私も、あんなふうに何かを切り取ってみたい。
そんな漠然とした憧れだけをスーツケースに詰め込んで、私は新しい生活の門をくぐった。
期待に胸を膨らませて入部した映画研究会――皆はそれを「シネクラ」と呼んでいた――は、私の想像していたよりもずっと本格的で、そして少しだけ厄介な場所だった。
部室には、重厚なアリフレックスの8ミリカメラや、今では博物館でしか見られないようなリニア編集機材が鎮座している。
ラジカセから流れるフリッパーズ・ギターの気だるいギターサウンドに乗って、先輩たちはヴィム・ヴェンダースがどうだとか、デヴィッド・リンチがどうだとか、私にはまだ半分さえも理解できない言葉で熱く語り合っていた。
ここは、才能と、家柄と、そして何より「センス」と呼ばれる曖昧な尺度が渦巻く、小さな王国だった。
都心から高級外車で通う部長、有名な映画監督の親戚だという脚本担当の先輩。
彼らが作り出す独特の空気の中で、私は自分が場違いな場所に迷い込んでしまったような、かすかな居心地の悪さを感じていた。
それでも、この「日常」は刺激的だった。
カメラのレンズを通して世界を覗くことの面白さ。
フィルムの匂い。
暗室の赤い光の下で、像がゆっくりと浮かび上がってくる瞬間の、まるで魔法のようなときめき。

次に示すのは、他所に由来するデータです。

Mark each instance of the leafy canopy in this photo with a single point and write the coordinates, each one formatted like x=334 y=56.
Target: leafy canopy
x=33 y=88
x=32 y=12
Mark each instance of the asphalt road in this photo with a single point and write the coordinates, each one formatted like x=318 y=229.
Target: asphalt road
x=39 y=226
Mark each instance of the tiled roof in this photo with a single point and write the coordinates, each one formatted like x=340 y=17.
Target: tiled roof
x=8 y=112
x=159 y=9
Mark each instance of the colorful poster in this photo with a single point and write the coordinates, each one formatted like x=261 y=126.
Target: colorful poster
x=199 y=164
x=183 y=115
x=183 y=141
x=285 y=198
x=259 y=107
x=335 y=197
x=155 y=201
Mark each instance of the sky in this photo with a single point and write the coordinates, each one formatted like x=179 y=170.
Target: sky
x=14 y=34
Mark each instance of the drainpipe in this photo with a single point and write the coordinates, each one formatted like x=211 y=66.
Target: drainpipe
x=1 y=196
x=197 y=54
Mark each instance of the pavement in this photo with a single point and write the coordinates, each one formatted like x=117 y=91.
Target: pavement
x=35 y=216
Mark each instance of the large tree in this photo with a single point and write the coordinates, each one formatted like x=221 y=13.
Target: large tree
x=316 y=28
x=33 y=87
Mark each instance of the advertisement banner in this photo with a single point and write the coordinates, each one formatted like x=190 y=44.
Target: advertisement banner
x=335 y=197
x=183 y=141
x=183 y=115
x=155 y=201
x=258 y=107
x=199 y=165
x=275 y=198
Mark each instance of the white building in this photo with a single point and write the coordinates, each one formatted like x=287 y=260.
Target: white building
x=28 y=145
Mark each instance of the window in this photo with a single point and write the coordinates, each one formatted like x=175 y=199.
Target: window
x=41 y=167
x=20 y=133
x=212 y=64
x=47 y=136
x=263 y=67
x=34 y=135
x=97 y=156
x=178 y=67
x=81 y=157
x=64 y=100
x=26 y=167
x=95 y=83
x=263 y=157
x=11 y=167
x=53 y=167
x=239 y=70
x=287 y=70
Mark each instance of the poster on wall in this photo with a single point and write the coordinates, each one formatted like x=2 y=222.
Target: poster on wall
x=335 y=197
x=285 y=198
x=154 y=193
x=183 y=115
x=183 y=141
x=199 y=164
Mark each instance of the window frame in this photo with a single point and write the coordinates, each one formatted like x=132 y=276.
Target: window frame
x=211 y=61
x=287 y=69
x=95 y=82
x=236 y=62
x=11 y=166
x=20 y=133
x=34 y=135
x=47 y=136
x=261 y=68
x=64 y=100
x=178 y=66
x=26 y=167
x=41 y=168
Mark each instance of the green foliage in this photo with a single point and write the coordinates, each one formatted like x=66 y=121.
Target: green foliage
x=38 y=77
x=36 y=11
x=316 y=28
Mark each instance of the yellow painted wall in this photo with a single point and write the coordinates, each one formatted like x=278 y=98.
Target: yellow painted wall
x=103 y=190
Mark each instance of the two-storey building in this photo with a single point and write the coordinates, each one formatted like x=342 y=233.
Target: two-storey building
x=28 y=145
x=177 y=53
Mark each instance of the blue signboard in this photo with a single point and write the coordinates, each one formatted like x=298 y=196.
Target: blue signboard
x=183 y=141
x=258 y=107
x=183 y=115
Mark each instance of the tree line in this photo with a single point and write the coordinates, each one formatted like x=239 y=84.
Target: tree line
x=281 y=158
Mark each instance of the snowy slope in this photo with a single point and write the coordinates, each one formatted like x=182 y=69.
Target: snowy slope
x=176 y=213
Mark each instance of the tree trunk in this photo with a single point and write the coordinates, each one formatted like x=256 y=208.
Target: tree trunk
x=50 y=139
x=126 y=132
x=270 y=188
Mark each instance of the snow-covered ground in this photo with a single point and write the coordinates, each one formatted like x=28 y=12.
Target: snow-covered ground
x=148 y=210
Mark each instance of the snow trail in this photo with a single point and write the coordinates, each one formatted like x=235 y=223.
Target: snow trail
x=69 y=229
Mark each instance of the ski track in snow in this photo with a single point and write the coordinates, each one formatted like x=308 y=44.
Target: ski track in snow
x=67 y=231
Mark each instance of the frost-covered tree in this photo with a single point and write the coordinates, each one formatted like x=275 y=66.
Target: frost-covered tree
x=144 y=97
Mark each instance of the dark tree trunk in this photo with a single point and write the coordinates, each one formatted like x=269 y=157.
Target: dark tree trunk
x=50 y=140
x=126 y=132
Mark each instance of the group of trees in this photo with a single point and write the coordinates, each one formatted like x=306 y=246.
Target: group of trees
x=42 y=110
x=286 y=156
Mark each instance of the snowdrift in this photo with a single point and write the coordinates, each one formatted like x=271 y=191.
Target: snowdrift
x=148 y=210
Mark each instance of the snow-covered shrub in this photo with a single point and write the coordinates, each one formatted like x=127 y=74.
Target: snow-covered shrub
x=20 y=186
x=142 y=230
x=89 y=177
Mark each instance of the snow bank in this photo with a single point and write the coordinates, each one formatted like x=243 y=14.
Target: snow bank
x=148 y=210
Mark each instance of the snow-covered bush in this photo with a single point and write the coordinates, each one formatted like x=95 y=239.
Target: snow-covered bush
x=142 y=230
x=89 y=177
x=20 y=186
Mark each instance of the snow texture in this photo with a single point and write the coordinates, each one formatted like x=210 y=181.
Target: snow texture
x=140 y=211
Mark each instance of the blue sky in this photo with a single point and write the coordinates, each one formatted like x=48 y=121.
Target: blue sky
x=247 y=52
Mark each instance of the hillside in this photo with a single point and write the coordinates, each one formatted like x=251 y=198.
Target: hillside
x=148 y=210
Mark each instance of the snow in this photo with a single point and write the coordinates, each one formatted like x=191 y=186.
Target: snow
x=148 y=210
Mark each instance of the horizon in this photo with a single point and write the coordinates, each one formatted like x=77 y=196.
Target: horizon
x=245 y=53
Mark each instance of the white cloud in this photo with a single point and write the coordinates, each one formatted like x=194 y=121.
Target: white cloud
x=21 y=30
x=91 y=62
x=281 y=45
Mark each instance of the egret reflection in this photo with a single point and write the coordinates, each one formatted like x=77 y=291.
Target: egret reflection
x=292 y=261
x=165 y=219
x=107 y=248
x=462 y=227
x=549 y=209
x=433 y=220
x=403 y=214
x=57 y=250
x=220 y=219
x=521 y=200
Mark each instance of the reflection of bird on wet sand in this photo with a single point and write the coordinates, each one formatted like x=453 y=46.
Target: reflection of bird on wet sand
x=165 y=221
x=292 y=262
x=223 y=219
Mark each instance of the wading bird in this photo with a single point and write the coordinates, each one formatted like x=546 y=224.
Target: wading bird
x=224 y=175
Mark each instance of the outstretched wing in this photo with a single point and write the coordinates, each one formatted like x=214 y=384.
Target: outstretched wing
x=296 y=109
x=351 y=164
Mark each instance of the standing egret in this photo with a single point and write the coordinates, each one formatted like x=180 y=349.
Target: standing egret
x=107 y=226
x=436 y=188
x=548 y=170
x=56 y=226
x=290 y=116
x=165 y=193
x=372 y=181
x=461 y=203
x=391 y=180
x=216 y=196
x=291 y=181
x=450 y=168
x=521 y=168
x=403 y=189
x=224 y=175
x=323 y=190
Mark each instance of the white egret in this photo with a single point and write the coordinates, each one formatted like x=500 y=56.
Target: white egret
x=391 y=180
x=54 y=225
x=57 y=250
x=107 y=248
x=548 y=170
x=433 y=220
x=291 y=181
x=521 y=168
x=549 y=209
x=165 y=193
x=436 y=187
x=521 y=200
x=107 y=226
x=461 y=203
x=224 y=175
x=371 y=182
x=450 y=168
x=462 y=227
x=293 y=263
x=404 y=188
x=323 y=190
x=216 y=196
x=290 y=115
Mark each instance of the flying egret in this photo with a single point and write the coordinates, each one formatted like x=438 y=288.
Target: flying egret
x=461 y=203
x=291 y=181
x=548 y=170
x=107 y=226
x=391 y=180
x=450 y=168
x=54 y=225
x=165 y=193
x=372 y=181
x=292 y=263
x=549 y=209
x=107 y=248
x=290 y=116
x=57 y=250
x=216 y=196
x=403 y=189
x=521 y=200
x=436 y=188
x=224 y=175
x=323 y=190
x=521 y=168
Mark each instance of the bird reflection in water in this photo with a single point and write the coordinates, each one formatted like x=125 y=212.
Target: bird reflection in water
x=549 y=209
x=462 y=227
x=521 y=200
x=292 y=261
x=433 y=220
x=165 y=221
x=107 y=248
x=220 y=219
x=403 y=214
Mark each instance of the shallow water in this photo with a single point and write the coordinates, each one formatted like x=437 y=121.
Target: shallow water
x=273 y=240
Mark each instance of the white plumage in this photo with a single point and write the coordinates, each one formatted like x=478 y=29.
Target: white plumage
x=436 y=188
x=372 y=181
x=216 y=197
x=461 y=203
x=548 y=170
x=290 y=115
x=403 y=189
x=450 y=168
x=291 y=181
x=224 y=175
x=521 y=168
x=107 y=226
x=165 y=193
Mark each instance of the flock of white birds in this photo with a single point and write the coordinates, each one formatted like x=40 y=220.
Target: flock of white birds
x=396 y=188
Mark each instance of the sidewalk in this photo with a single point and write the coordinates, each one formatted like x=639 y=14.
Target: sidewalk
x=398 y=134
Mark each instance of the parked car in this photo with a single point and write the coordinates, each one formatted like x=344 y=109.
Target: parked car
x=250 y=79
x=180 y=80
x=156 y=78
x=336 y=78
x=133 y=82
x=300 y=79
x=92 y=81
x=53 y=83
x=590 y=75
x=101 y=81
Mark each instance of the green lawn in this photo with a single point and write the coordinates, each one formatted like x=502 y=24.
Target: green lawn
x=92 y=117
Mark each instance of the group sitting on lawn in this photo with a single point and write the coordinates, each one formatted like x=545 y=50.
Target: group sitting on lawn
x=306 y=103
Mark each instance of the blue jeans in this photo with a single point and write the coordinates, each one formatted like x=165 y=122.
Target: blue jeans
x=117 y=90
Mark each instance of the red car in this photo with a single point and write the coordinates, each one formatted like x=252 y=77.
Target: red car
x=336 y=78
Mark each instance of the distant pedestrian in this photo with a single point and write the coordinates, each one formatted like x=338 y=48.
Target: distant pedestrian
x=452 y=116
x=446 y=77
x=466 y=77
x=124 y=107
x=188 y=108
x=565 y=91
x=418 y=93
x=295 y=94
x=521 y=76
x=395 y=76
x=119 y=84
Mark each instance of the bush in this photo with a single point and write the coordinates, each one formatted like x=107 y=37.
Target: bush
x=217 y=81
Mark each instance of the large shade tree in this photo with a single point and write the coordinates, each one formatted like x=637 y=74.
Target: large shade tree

私はただ、この世界の片隅で、静かに自分の好きなものを撮り続けられればそれでいい。
そう思っていただけだった。
この穏やかな日常が、ある一つの奇妙な伝統によって、根底から覆されることになるなんて、その時の私はまだ知る由もなかった。
誰もが当たり前のように受け入れていた、あの残酷で馬鹿げたゲームが、もうすぐ始まろうとしていたのだ。